Congress received an extensive report about the wide variety of Board failures involved in the Enron scandal. The Permanent Committee on Investigations found the following major Board failures:
- Fiduciary Failure
- High Risk Accounting
- Inappropriate Conflicts of Interest
- Extensive Undisclosed Off-The-Books Activity
- Excessive Compensation
- Lack of Independence
Sadly, over 10 years later, the lessons of Enron go unheeded, despite the passage of Sarbanes-Oxley. Thus, there is no reason to believe another Enron cannot happen.

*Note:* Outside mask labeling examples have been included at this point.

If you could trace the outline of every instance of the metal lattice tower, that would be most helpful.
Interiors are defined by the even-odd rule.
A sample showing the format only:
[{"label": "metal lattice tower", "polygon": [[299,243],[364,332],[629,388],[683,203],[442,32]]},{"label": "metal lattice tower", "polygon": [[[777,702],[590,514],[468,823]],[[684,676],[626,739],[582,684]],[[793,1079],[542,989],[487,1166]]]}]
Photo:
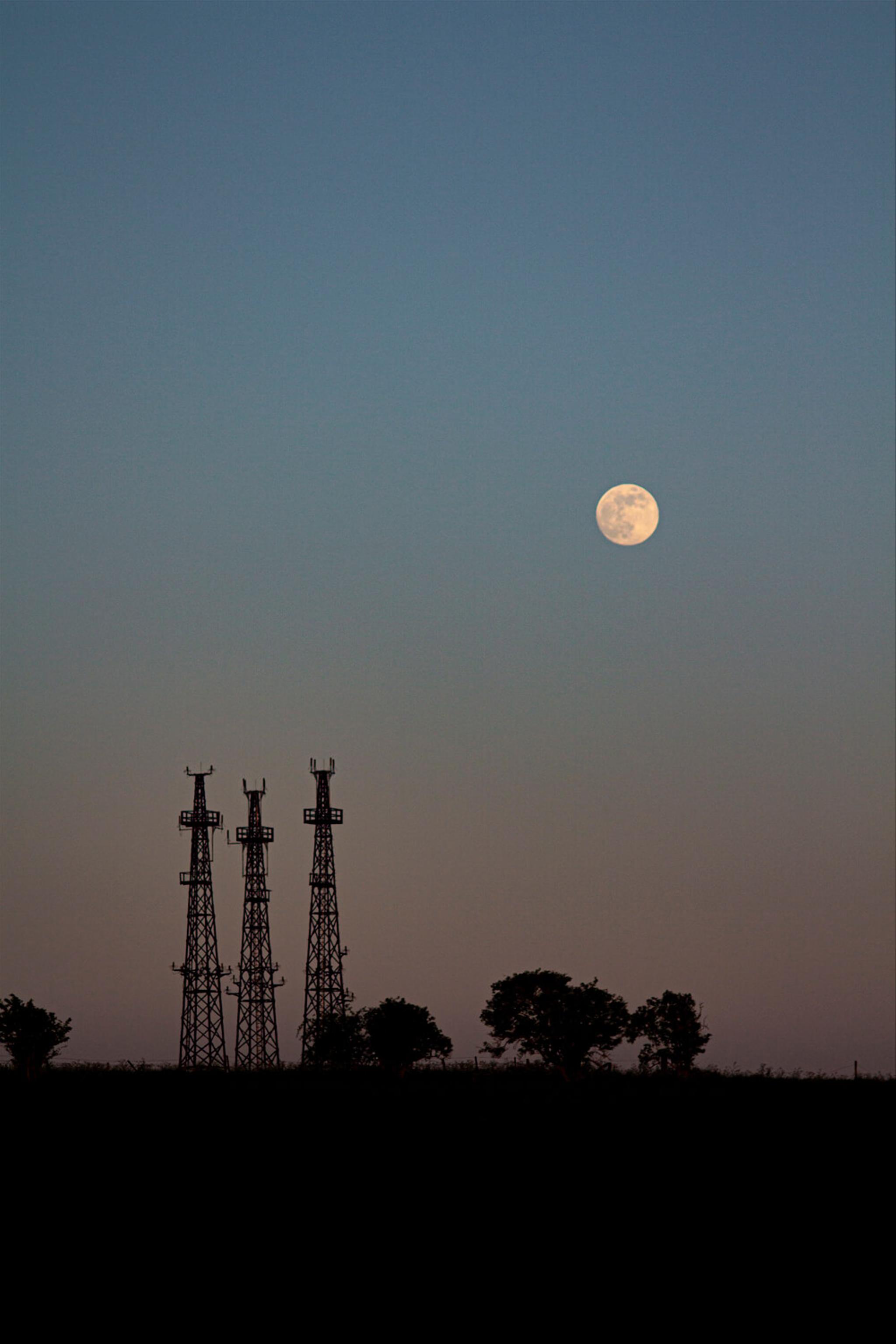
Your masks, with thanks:
[{"label": "metal lattice tower", "polygon": [[317,780],[317,806],[305,808],[305,824],[314,827],[314,863],[308,878],[312,888],[312,909],[308,921],[308,961],[305,962],[305,1016],[302,1017],[302,1059],[309,1034],[321,1017],[345,1012],[345,985],[343,982],[343,948],[339,937],[339,909],[336,906],[336,864],[333,863],[333,831],[341,825],[343,809],[332,808],[329,781],[336,771],[330,757],[329,770],[318,770],[312,759],[312,774]]},{"label": "metal lattice tower", "polygon": [[[278,970],[270,954],[270,922],[267,907],[270,891],[265,884],[267,845],[274,839],[273,827],[262,825],[261,789],[247,789],[243,780],[243,793],[249,798],[249,825],[236,827],[234,844],[243,847],[243,943],[236,968],[236,1050],[235,1068],[279,1068],[279,1047],[277,1044],[277,1008],[274,991],[283,984],[275,981]],[[227,833],[230,844],[230,832]]]},{"label": "metal lattice tower", "polygon": [[215,902],[211,887],[211,849],[208,832],[220,829],[220,812],[206,806],[208,770],[185,771],[193,785],[193,810],[180,813],[180,829],[191,831],[189,872],[181,872],[180,884],[189,887],[187,903],[187,953],[183,966],[172,966],[184,977],[184,1007],[180,1015],[180,1067],[227,1068],[224,1050],[224,1015],[220,981],[231,974],[218,961]]}]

In Madison, Wisconsin, the School Board is engaged in a search for a new Superintendent. The Board just announced that it has reduced the candidates down to 2 finalists. Yet, one day after this announcement, it has become apparent that the Board’s search process was severely flawed as one of the candidates has been involved in numerous scandals, which the current School Board President stated he did not know about until informed by a reporter. Clearly, the Board was not sufficiently involved in the hiring process to let it go this far without adequately vetting the candidates before deciding upon the finalists.
Finally, on a personal note, as many of my readers know, I spent 17 highly productive years at a non-profit which was governed by an intentionally weak and distant Board. The Board was so weak and distant that when the prior Executive Director retired after 31 years of service, it could not post the the job until a head hunter interviewed 20 staff to determine the needs of the agency, which the Board simply did not know. This lack of Board knowledge was created by the fact that the Board had never evaluated the prior ED during his entire 31 years of service.
The result? The Board hired a new Executive Director without any management experience who was simply not qualified for the job. He fired me about 8 months after he started and then recently resigned after just over a year on the job, and has left the agency diminished and in disarray. Sadly, the Board has failed to acknowledge its own responsibility for this debacle. After failing once again to evaluate the short-lived ED, it has announced that it will use the same flawed process in its next ED search.
The lesson is really quite simple. Boards need to exercise their required statutory fiduciary duties. They cannot do so without sufficient knowledge of the inner workings of the entity which they govern. That requires, at a minimum, an full 360 degree evaluation of the Executive Director/CEO/Superintendent, on an annual basis.
Having served on and led successful Boards of Directors, I am quite familiar with how this can be done both the right way and the wrong way. The best organizations do it the right way.